I throw myself on the floor and sob until my rug is wet, my nose red, and my eyes hurt. I don’t know how long it lasts, but at one point I hear my mom stop in my doorway for a minute before the creak of the floor lets me know she is in her own room. When I can’t cry anymore, I carefully return the rest of the photos to the box, but keep the one from the library and the one of us in our swimsuits out. I stick the one with us at the library in my tote bag so I can have it near me. I tuck the one with us in swimsuits in a corner of my mirror. I avoid meeting my own image, only catching a glimpse of my pale face and a dark swoop of hair.

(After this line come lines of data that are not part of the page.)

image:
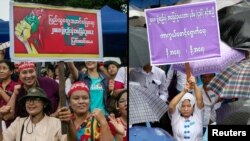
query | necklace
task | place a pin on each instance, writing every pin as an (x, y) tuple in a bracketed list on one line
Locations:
[(29, 132)]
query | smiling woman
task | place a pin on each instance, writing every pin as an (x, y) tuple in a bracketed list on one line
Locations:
[(29, 128)]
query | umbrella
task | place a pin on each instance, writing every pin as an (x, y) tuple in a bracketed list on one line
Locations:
[(233, 81), (236, 113), (228, 57), (144, 104), (138, 47), (138, 133)]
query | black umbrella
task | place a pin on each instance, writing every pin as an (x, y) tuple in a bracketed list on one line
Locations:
[(234, 113), (138, 47)]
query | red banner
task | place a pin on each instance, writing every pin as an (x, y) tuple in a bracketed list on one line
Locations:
[(55, 33)]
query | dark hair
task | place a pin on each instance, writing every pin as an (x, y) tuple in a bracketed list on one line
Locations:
[(9, 64), (119, 95), (108, 63)]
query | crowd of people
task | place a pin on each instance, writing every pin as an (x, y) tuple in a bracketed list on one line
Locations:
[(95, 108), (192, 106)]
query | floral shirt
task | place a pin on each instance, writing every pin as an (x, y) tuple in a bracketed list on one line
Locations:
[(84, 131)]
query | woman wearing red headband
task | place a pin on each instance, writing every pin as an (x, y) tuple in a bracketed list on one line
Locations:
[(90, 126)]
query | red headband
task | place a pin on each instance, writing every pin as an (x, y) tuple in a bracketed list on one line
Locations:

I know what I see in that mirror there is not real. I’d at least learned that much from my weekly sessions with Dr. Shapiro.
The phone rings. My mother is watching TV in her bedroom. I hear her answer as the sounds of American Idol go mute.
“Those kids? Good God, I can’t believe that. Okay. I’ll ask her.”
I hold my breath.
“Emily, can you come here for a second.”
I’m already outside her door.
“That was Beth’s mom. It seems that Beth was at the lake the night they found Danielle’s body.”
I wait for it. I’m busted. I’m not surprised. I’m sure Beth told on me when she got caught.
It’s so awkward that my mom and Beth’s mom are still friends from when they were in high school. While most of my mom’s Pleasanton friends turned a cold shoulder toward her when my parent’s divorced and we moved to the north side of town, Beth’s mom has kept in touch.
They don’t hang out, but are still part of a big get-together with other former classmates right before Thanksgiving every year and every once in a while, they speak on the phone. Too bad Beth is an ass. I wonder if I should tell my mom that when I first got my eating disorder Beth and all her friends called me Skeletor in the halls? The irony is that any dingbat knows that the real Skeletor isn’t thin like me, but is really buff. Maybe one day I’ll point that out to Beth, along with spouting some other irrelevant fact, like “Did you know ants don’t sleep?”
I realize my mom is staring at me, waiting for me to say something.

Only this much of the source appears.